Blyth's original wind generator was the first known structure by which electricity was generated from wind power, but its lack of a braking mechanism meant it was prone to damage in strong winds. In the winter of 1887, some months after Blyth's first wind generator was built, American, Charles F. Brush built the first automatically operated wind turbine. The design of Brush's machine allowed it to be shut down manually to protect it from wind damage. The improved design of the turbine built for the Montrose Lunatic Asylum went some way towards solving this problem but it could not be guaranteed to stall in very strong winds.
In 1891 Blyth presented a paper to the Royal Society of Edinburgh espousing his belief in the benefits of renewable energy sources, particularly wind but also wave energy.

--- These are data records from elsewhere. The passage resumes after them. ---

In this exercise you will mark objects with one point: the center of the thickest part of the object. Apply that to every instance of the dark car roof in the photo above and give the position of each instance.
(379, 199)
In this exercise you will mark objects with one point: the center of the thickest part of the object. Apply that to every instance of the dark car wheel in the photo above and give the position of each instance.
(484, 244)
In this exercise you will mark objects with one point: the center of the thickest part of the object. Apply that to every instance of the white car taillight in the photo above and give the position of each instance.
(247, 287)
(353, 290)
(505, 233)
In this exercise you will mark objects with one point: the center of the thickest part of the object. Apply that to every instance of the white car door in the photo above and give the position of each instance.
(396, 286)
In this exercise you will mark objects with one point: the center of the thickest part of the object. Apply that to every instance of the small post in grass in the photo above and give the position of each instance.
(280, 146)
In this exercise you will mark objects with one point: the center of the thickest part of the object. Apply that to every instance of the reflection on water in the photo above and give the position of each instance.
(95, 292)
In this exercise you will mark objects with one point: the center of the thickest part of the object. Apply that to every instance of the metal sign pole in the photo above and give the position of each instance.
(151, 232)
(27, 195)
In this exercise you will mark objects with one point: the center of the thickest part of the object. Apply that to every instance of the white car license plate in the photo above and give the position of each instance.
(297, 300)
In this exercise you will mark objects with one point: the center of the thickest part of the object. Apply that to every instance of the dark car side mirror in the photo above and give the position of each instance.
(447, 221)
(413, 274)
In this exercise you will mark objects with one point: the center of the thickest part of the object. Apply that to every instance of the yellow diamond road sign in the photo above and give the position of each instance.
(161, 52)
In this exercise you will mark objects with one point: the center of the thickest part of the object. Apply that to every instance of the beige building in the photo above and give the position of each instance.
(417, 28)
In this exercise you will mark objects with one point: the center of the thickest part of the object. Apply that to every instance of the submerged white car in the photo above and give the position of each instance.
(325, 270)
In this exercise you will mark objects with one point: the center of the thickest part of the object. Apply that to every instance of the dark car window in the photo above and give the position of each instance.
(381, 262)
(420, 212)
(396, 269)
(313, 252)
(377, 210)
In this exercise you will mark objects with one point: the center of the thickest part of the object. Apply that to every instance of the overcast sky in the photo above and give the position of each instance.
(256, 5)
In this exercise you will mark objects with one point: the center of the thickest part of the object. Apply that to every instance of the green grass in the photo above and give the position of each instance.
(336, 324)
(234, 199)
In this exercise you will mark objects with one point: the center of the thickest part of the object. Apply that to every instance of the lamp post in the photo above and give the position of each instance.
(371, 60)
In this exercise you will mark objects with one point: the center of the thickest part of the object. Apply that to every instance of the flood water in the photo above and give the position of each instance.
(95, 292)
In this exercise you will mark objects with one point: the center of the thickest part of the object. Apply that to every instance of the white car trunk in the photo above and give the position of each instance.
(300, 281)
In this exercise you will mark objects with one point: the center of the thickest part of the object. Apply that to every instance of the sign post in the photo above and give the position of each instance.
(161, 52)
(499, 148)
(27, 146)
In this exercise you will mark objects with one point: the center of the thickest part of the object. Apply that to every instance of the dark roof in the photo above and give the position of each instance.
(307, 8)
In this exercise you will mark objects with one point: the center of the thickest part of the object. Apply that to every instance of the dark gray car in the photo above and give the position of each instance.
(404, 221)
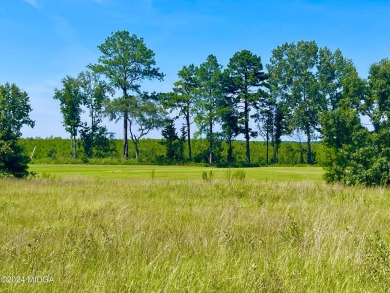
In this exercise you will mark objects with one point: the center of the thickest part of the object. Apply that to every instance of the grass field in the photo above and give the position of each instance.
(90, 229)
(175, 172)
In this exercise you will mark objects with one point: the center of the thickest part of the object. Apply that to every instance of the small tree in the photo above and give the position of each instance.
(14, 113)
(71, 99)
(144, 113)
(173, 143)
(182, 98)
(126, 62)
(95, 98)
(249, 80)
(209, 92)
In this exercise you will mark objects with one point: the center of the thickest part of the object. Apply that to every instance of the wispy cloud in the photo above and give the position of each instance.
(34, 3)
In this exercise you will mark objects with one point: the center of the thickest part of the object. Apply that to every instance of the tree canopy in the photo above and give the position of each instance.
(14, 114)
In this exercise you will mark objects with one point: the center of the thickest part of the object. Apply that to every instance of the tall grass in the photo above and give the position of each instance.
(177, 236)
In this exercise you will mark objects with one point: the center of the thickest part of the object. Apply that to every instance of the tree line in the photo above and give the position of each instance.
(306, 90)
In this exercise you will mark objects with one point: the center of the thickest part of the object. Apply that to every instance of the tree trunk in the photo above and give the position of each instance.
(136, 146)
(189, 135)
(309, 160)
(125, 140)
(267, 145)
(247, 137)
(230, 151)
(211, 144)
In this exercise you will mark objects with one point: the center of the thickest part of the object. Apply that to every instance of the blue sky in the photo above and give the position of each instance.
(45, 40)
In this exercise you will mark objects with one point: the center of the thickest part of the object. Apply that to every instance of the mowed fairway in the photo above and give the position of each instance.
(145, 229)
(175, 172)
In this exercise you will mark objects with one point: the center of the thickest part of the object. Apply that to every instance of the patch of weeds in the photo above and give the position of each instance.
(292, 233)
(236, 175)
(377, 258)
(207, 176)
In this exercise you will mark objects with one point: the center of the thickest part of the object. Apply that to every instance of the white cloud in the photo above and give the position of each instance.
(34, 3)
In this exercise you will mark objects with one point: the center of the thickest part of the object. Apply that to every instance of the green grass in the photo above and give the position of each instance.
(175, 172)
(101, 233)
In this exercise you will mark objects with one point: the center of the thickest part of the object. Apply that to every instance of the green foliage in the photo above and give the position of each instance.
(293, 80)
(248, 81)
(126, 62)
(208, 93)
(356, 155)
(14, 113)
(173, 143)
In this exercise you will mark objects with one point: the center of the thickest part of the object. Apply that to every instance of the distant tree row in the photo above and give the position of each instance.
(307, 90)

Later that year he was awarded the Brisbane Gold Medal by the Royal Scottish Society of Arts for his work in producing electrical energy from wind, but his wind turbine was not considered to be economically viable.
Blyth's other research interests included the relative efficiency of different forms of lighting, telephone communication, and microphones; he also contributed entries on a number of topics for the ninth edition of the Encyclopædia Britannica.

Later life and death

Blyth's son, Vincent James, and his son-in-law, George Edwin Allan, both became demonstrators, assistants and lecturers in the Department of Natural Philosophy. Blyth himself was awarded an honorary doctorate by the University of Glasgow in 1900. He died from apoplexy at his home in Glasgow on 15 May 1906. His friend Dr. James Colville remembered him as "a true man of science...one who by insight, patient toil, and mechanical ingenuity did much in his day to explain and illustrate many of the facts of physical science."

Legacy

The Professor James Blyth Memorial Committee, composed of Blyth's former students and associates, was established in March 1907 to raise funds for a memorial to him. The memorial eventually took the form of endowing the Blyth Memorial Prizes, and erecting a wall plaque in the College. The turbine at Montrose Asylum was dismantled in 1914. Britain's first public utility wind turbine did not come into operation until 1951, when a prototype turbine built by John Brown Engineering of Glasgow was installed at Costa Head, Orkney.